Norigin Media – If Viewers Can’t Find Content, It Doesn’t Exist
UI/UX design is emerging as the next frontier of creativity in the age of AI-generated content across TV apps and platforms.

Ajey Anand, CEO & Co-Founder, Norigin Media
The media industry is racing to automate content creation with AI, but the part that determines whether that content is ever consumed is still being overlooked. The channels that deliver such content are now apps and app stores across a highly fragmented platform ecosystem.
AI and automation are rapidly transforming the way content is created and distributed. Tools that assist with scripting, editing, visual effects, localization, and generative visuals are already reshaping production workflows. These technologies are helping studios, broadcasters, and streaming platforms create more content faster than ever before. At the same time, modern engineering tools are accelerating how this content is packaged and delivered.
As automation accelerates content creation, another challenge is emerging: how audiences discover and interact with that content.
The media industry has spent decades optimizing production pipelines, yet the viewer experience (particularly on large screens) remains one of the most critically overlooked parts of the content journey.
As content libraries continue to expand, the success of creative work increasingly depends on how effectively platforms orchestrate the final step of the experience: the viewer interface.
A New TV Era: Where Content Outpaces Discovery
With thousands of titles competing for attention, viewers often face a paradox of choice. Finding the right content quickly and effortlessly has become just as important as producing it.
It’s no longer just a question of what content gets made, but where, how, and on which screen it is discovered and consumed. Multiple content ecosystems coexist – from social media to premium streaming – with AVOD platforms gaining significant momentum.
Fragmented Discovery Problems
Viewers today rarely consume content on a single device. A show might be discovered on a phone, added to a watchlist on a tablet, and finally watched on a TV.
This cross-platform behavior creates new challenges. It’s no longer enough to design discovery experiences for one screen. The UX needs to feel intuitive and consistent across mobile, web, and CTV environments.
Streaming services compete not only through exclusive content, but also through how easily viewers can discover it. Recommendation systems, interface design, and browsing experiences all play a role.
UI/UX design has become a new creative layer in the media ecosystem. The way content is organized into rows, categories, and recommendations shapes the viewer’s journey. A well-designed interface can surface hidden gems, while a poorly designed one can bury great content.
TV in the Living Room: A “CTV-First” UI/UX Approach
While content is consumed across multiple devices, the living room TV remains the primary destination for long-form viewing.

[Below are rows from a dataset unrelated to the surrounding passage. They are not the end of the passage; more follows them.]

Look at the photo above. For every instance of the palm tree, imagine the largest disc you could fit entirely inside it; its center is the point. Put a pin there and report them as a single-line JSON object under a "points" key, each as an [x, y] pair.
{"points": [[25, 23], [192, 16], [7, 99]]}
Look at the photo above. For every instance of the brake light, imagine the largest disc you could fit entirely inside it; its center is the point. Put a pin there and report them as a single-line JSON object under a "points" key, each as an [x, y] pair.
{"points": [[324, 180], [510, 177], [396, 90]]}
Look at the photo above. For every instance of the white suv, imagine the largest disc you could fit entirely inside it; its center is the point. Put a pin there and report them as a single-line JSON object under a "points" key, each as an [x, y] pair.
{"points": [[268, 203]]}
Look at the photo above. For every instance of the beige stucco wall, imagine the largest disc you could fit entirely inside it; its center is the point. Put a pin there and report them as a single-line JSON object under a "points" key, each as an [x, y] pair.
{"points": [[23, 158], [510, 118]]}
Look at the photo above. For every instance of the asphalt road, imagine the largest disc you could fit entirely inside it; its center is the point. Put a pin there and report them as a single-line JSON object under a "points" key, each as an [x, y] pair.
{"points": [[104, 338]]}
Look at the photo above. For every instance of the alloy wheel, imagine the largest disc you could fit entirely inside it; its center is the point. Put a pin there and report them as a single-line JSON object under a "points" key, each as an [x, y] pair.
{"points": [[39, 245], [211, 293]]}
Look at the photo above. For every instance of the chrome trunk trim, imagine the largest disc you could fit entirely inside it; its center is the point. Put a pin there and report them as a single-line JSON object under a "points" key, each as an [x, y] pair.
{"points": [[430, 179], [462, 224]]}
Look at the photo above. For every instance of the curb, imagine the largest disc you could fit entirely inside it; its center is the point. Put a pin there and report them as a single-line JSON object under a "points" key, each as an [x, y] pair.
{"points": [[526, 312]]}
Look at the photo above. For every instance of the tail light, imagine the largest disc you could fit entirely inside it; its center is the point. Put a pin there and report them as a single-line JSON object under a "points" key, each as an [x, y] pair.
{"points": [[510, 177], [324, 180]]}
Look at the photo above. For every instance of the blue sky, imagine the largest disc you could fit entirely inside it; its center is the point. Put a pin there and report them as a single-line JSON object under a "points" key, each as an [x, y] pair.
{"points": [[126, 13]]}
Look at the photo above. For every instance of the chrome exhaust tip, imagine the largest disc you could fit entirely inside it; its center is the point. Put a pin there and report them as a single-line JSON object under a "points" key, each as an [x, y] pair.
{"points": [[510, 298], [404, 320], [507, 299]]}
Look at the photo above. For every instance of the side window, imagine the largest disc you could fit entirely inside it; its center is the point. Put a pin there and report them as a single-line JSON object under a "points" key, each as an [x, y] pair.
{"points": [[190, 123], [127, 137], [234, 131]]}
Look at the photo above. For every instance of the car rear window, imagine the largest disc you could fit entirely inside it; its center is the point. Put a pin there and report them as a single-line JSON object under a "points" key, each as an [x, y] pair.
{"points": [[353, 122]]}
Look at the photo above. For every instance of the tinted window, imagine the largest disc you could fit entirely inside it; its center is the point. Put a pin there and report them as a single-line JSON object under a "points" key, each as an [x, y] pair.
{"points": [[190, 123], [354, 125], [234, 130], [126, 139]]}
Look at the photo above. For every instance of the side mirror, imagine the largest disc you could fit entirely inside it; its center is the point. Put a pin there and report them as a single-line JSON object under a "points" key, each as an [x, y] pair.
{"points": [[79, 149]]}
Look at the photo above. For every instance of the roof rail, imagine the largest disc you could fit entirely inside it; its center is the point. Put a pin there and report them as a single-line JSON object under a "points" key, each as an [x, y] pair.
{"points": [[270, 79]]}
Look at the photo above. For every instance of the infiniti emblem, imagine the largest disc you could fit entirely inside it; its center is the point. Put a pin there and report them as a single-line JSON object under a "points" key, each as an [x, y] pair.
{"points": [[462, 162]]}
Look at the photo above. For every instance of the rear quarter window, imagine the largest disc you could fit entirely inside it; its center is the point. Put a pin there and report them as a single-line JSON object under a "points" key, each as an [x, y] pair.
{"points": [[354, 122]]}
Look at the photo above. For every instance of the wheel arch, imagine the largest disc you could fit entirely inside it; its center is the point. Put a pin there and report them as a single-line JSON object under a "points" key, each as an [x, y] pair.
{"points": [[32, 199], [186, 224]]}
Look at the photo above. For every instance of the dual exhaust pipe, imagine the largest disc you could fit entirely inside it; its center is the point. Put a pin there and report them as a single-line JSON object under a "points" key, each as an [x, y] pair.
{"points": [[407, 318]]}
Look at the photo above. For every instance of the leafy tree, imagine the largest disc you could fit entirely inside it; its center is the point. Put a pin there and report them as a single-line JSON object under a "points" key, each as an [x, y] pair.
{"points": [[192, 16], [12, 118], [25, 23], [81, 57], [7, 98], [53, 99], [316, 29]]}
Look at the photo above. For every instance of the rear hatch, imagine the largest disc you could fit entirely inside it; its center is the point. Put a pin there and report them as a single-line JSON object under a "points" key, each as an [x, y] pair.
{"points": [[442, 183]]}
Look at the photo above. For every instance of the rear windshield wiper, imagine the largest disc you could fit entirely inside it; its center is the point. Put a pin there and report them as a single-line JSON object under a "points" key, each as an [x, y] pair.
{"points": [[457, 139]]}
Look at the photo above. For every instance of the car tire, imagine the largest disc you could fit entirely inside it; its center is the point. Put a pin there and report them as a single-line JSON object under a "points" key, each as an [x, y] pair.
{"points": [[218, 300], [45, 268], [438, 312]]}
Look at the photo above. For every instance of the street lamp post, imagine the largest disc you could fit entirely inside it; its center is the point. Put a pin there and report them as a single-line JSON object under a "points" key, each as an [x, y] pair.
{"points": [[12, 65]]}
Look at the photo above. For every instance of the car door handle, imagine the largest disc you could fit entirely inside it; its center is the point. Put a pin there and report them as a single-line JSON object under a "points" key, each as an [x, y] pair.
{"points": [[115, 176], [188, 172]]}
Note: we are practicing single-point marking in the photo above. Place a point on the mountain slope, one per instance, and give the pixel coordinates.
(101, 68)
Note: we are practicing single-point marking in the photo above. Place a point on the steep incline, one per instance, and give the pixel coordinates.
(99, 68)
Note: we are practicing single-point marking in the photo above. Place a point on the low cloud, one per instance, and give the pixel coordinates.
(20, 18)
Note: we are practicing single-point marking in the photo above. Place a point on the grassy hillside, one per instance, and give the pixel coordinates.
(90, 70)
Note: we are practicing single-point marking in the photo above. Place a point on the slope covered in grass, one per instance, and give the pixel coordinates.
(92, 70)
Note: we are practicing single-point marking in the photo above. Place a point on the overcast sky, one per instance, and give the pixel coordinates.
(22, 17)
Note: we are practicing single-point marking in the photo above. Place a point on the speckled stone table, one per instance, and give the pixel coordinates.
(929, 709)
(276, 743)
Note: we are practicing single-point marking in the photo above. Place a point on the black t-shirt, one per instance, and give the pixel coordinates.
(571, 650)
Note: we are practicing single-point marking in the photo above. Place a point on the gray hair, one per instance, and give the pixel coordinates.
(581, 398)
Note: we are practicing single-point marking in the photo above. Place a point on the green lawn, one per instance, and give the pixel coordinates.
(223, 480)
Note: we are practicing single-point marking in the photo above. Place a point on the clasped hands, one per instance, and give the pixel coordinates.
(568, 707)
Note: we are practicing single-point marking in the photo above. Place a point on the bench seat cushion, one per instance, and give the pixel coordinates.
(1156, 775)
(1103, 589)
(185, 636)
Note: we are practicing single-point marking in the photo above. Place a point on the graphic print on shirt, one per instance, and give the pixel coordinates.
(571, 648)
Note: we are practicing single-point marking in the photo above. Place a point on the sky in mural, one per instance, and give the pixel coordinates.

Designing for the TV screen introduces unique interaction challenges. Instead of touchscreens or keyboards, viewers navigate using simple directional remote controls.
This seemingly simple interaction model creates a surprisingly complex design problem.
TV interfaces must support:
- Moving efficiently between rows, menus, and content grids
- Maintaining smooth performance across a wide range of platforms
- Supporting intuitive browsing across increasingly large content catalogues
One approach that has become essential in this environment is spatial navigation, a system that allows users to move naturally between interface elements using directional inputs.
In many cases, the entire viewing experience depends on just a few buttons on a remote control.
By mapping how focus moves across the screen, spatial navigation helps create a browsing experience that feels responsive and intuitive, even when viewers are navigating hundreds of titles.
When implemented effectively, it reduces friction and helps viewers discover content more quickly.
In this context, navigation is not just functional, it is foundational to content discovery.
Consistent UI/UX Across Fragmented TV Platforms
While frameworks such as React Native or Flutter help simplify cross-platform development, the CTV ecosystem remains highly fragmented across Samsung Tizen, LG webOS, Android TV, and others.
Each platform introduces its own technical requirements, performance limitations, and certification processes. Maintaining high-quality apps requires careful orchestration between design, engineering, and distribution teams.
Automation is increasingly involved here too. Streamlined testing, deployment, and certification pipelines allow development teams to maintain and update TV apps more efficiently.
As content production accelerates, the infrastructure required to deliver that content across platforms must evolve just as quickly.
Automating The Next Creative TV-Frontier
Automation will continue to reshape every stage of the media pipeline, from production and post-production to distribution and localization. Creative teams will have access to increasingly powerful tools that allow them to produce content at unprecedented scale.
But as the volume of content grows, the challenge facing the industry will not simply be creating more content – it will be helping audiences navigate it.
In an era where AI can generate content faster than ever before, the real competitive advantage may no longer be production – it may be discovery. And that brings the industry back to the question we started with: If viewers can’t find the content, does it really exist at all?
Because in the end, creativity doesn’t stop when production wraps. It does not even end when content is consumed. AI helps accelerate both the creation and engineering processes – while technology becomes more standardized and platforms remain fragmented.
And as the industry continues to explore previously hyped innovations – 3D, augmented reality, and even holograms – we are left with a fundamental question: are devices or app stores even relevant?
It all starts when someone presses PLAY.